Blog Post

Create Returns for Your Corporate Legal Team

March 27, 2019

In the corporate world, we talk about “value,” “returns” and “bottom line” as if we’re shy about the real issue: Money. Legal departments and the general counsel who lead them have always been measured largely by their ability to reduce costs without diminishing the quality of their performance — and as we break into 2019, a time with quantum computing and virtual reality, there’s no denying that legal technology is key to bringing money into the business.

But there are a number of tools out there, and they’re all very much the same. So how do you ensure that the returns you create for your legal team will ultimately offset the thousands of dollars you might spend on a software license?

The truth is, it’s not just about what legal technology you have, but how you use it.

Extracting Business Value from Legal Technology: 5 Things to Consider

1. Are you sure you don’t already have what you need internally?

Legal experts around the world are completely awash with the notion of technology, but you can’t let your imagination get away from you. The only way to reach those returns with a technology investment is to align your corporate vision with the technology itself; you have to begin with a plan. And part of understanding what you need involves understanding what you have.

Often, when we think about legal technology and how it can elevate our internal corporate strategy, we think: What’s in the market that meets our current needs? And that’s important, of course, but before we even ask that question, we need to know: What are we currently using in-house and how can we better use that to amplify its value?

Your corporate legal team could be working at a slight disconnect from the really powerful tools that the business is already using, and before you even begin to consider a new investment, you have to bridge that knowledge gap. For example, procurement uses an enterprise resource planning (ERP) solution that is typically distinct from the legal team — but lawyers could leverage the same solution to manage their own processes with more visibility and control.

2. What are the limits of your current technology?

Once you get a grip on the technology you have and what it can do for you, the next question to ask is: What doesn’t it do?

That question is critical, because it helps you understand where you’ll need to make up for that lack with other purchases. If an AI tool is used to extract information from contracts, how do you visualize and communicate that information to the C-Suite? How easy is it to share that intelligence across your jurisdictions and between the different functions within your company?

For the corporate legal function, the key trait to look for is integration. When all of your tools can speak to each other, you save money on other, big-ticket items because knowledge sharing and other corporate processes become more efficient across the business.

3. Is it scalable?

In some sense, when we talk about integration, what we’re really talking about is scalability.

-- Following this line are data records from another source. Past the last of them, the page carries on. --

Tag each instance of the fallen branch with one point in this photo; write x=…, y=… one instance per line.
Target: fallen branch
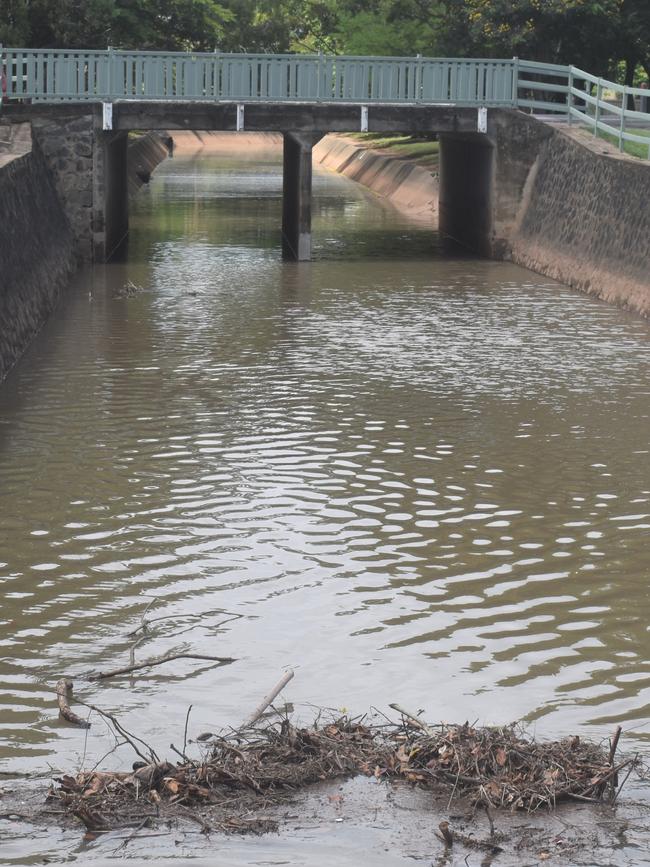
x=64, y=697
x=104, y=675
x=128, y=736
x=144, y=625
x=268, y=699
x=417, y=722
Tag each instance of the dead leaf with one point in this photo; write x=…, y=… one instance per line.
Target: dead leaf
x=171, y=785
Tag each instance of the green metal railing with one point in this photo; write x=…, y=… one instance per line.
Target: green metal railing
x=41, y=75
x=144, y=75
x=602, y=106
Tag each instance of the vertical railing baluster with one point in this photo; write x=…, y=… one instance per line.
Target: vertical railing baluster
x=599, y=94
x=621, y=131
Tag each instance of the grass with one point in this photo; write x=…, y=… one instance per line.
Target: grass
x=633, y=148
x=408, y=147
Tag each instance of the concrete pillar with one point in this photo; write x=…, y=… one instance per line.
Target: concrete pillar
x=465, y=197
x=296, y=195
x=110, y=194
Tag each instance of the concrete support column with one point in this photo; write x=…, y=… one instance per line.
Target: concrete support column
x=110, y=194
x=465, y=197
x=296, y=195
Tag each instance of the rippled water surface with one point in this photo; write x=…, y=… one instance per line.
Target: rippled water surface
x=413, y=478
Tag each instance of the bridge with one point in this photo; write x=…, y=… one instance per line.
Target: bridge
x=82, y=104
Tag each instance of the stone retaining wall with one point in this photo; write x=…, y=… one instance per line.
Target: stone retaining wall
x=584, y=219
x=36, y=252
x=48, y=215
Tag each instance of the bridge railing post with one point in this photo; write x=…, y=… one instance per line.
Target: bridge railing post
x=621, y=129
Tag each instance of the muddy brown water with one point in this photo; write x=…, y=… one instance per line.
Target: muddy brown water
x=413, y=477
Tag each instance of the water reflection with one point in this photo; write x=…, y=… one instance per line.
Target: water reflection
x=415, y=478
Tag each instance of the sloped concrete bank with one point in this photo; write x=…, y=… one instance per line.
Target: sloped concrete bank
x=145, y=153
x=584, y=219
x=36, y=247
x=409, y=187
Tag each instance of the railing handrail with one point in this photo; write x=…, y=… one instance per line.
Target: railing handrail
x=77, y=74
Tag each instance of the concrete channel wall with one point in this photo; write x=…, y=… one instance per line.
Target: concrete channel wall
x=559, y=203
x=408, y=186
x=44, y=233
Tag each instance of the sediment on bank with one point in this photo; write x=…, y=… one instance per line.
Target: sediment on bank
x=221, y=142
x=405, y=184
x=36, y=247
x=584, y=220
x=145, y=153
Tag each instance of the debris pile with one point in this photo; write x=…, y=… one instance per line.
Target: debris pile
x=500, y=767
x=244, y=772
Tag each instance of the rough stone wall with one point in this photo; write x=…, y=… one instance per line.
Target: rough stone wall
x=406, y=185
x=68, y=143
x=36, y=252
x=584, y=219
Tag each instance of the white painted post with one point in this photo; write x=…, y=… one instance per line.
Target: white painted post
x=107, y=115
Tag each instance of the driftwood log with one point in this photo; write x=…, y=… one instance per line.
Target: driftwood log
x=64, y=697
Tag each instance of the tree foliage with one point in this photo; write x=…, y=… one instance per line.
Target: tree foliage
x=601, y=36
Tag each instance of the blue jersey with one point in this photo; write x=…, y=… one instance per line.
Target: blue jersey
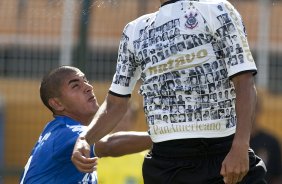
x=50, y=159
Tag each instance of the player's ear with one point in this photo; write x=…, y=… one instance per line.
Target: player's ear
x=56, y=104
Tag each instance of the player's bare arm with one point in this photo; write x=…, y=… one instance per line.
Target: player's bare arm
x=236, y=164
x=122, y=143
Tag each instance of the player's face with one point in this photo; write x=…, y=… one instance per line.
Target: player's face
x=77, y=98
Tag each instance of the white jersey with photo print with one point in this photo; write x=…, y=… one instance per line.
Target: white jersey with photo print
x=185, y=55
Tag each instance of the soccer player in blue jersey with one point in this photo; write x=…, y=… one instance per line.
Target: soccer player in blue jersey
x=70, y=97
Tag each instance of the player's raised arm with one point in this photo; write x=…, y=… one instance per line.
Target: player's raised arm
x=107, y=117
x=236, y=164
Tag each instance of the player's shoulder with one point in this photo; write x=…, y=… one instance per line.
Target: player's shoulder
x=215, y=2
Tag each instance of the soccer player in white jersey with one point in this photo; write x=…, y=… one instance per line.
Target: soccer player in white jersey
x=201, y=150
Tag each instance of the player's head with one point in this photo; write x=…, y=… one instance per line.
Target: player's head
x=66, y=91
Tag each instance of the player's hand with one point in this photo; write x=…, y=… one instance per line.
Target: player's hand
x=81, y=156
x=235, y=165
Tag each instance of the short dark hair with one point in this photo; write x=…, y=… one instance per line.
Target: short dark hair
x=51, y=83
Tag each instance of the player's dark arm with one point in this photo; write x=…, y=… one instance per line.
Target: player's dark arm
x=122, y=143
x=107, y=117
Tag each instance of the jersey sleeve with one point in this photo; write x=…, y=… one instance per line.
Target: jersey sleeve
x=127, y=68
x=232, y=37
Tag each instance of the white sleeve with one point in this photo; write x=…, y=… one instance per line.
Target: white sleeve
x=232, y=33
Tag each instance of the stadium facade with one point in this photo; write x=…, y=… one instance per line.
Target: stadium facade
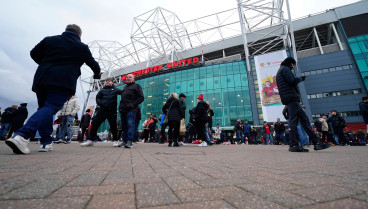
x=331, y=48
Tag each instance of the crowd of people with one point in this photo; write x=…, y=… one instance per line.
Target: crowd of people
x=62, y=56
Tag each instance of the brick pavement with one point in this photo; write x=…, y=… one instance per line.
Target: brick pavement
x=156, y=176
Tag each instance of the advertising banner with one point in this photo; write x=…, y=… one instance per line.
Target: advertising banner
x=267, y=66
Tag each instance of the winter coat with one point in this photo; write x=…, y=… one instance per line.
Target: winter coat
x=20, y=115
x=86, y=119
x=107, y=98
x=246, y=128
x=59, y=59
x=279, y=127
x=364, y=111
x=175, y=112
x=324, y=124
x=8, y=115
x=71, y=107
x=131, y=97
x=287, y=85
x=201, y=112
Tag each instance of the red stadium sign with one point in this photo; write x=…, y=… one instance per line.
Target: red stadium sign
x=160, y=67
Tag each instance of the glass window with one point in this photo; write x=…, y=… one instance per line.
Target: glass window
x=355, y=48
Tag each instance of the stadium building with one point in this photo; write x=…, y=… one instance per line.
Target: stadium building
x=230, y=57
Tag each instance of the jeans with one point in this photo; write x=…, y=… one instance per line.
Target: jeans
x=239, y=135
x=303, y=137
x=101, y=116
x=297, y=115
x=66, y=125
x=268, y=139
x=4, y=130
x=128, y=125
x=246, y=135
x=280, y=137
x=49, y=103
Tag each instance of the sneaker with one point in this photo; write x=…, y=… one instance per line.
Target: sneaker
x=128, y=144
x=116, y=143
x=203, y=144
x=321, y=146
x=18, y=144
x=87, y=143
x=46, y=148
x=122, y=144
x=58, y=141
x=297, y=149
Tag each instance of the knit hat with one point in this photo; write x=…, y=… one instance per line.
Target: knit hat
x=288, y=61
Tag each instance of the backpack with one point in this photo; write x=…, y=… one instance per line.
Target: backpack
x=318, y=125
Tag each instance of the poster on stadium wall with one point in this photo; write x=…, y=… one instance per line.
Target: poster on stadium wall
x=91, y=102
x=267, y=66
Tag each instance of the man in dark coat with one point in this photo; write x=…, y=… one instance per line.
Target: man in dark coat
x=200, y=120
x=59, y=59
x=6, y=120
x=20, y=115
x=131, y=97
x=287, y=84
x=363, y=107
x=106, y=98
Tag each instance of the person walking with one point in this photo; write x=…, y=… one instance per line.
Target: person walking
x=84, y=124
x=59, y=58
x=174, y=111
x=6, y=119
x=280, y=130
x=363, y=107
x=20, y=115
x=131, y=97
x=67, y=114
x=288, y=89
x=200, y=119
x=246, y=132
x=106, y=99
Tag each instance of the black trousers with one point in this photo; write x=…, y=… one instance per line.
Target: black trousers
x=163, y=138
x=173, y=131
x=297, y=114
x=100, y=117
x=201, y=130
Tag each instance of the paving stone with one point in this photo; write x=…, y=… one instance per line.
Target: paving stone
x=203, y=205
x=62, y=203
x=327, y=193
x=112, y=201
x=153, y=194
x=94, y=190
x=341, y=204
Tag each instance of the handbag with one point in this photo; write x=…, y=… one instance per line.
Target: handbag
x=182, y=129
x=166, y=119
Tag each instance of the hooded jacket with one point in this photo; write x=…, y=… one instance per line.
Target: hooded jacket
x=71, y=107
x=287, y=84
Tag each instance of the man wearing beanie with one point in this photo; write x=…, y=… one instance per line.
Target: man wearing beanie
x=200, y=120
x=289, y=93
x=107, y=100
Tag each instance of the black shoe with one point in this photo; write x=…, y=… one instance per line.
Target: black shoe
x=176, y=144
x=321, y=146
x=128, y=144
x=297, y=149
x=122, y=144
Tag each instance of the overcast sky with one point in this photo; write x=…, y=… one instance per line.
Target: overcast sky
x=23, y=23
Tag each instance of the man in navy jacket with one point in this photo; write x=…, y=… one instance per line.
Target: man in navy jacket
x=59, y=59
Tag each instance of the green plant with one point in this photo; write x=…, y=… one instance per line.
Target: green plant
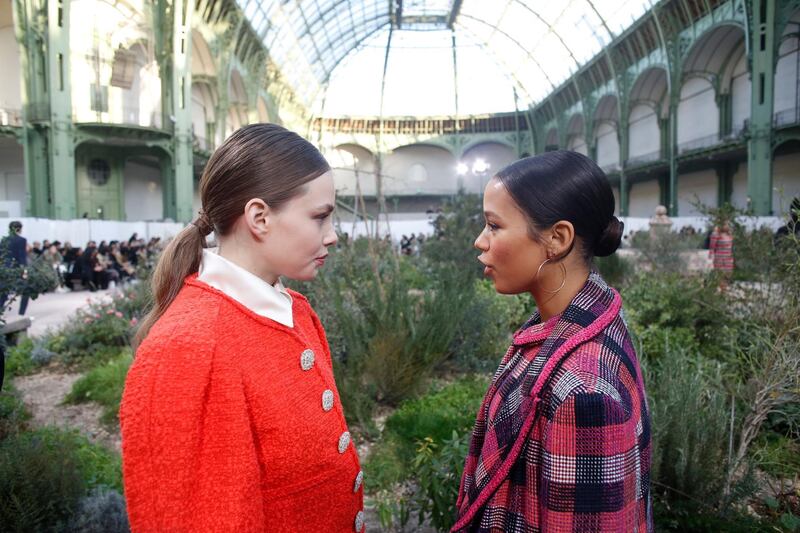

In smaller companies, you might be able to get away with communication at a snail’s pace. But as the company grows and time constraints close in, stakeholders across departments and even countries will need to be able to access the intelligence locked inside your technology quickly, easily and cost-efficiently.

With an urgent need to solve for, you might be tempted to skip the forward-thinking and adopt a tool that eases that pain immediately. But you have to take a moment to think of the future of your company; where do you envision it going and how does this technology support that vision? The tool should be able to facilitate the way you manage information — if you launch a new strategic business initiative, how will the technology adjust to your new business needs? Before investing, think not only about how the technology fits in with your current strategy, but also about how its value might change in the future.

4. How does it empower your business? How does it empower your people?

The ultimate call of modern technology is its ability to allow the corporate legal team to do what it’s supposed to do, better. The tools that add real business value are the ones that allow your people to become more self-serving, to waste less time on non-strategic objectives and to increase visibility for greater insight and control.

We often focus so much on the external implications of legal technology: Analytics, visualization, legal spend optimization. But how does the technology enable your team to be more internally efficient and to gain more momentum inside the organization? Contract lifecycle management solutions are a good example of this. Yes, they reduce friction around the contract management process, but they also provide insight into risks, patterns of behavior and areas for improvement.

Technology should not replace the human element, but rather enhance it. It should cut through the administrative noise so your team can focus on proactively applying their expertise to innovate and improve. That’s where its true value lies.

5. Does it have a real impact on decision-making?

Part of what “business empowerment” means for the general counsel is increased emphasis on their ability to convey the value-added contributions of the legal department. Once you know which holes in your legal processes you need to plug, you then need to understand how the technology can help you demonstrate what you’ve achieved for more proactive business decisions.

In other words, focus not on the product, but on the outcome of the product. If you’re able to distill what the product is and the value it creates for the legal function into easy-to-understand dashboards, you can engage with stakeholders more effectively and become an agent of change within your organization.

The Takeaway

You won’t see a return on your legal technology investment without the right strategy, expertise and mindset. Any technology you implement should align with the human element of your legal team and the strategic element of your business as a whole.

Don’t expect to sit back and let the technology do the work for you — it won’t. Technology can maximize the money you bring into the business, but the way that you leverage it will be key to seeing any of that return at all.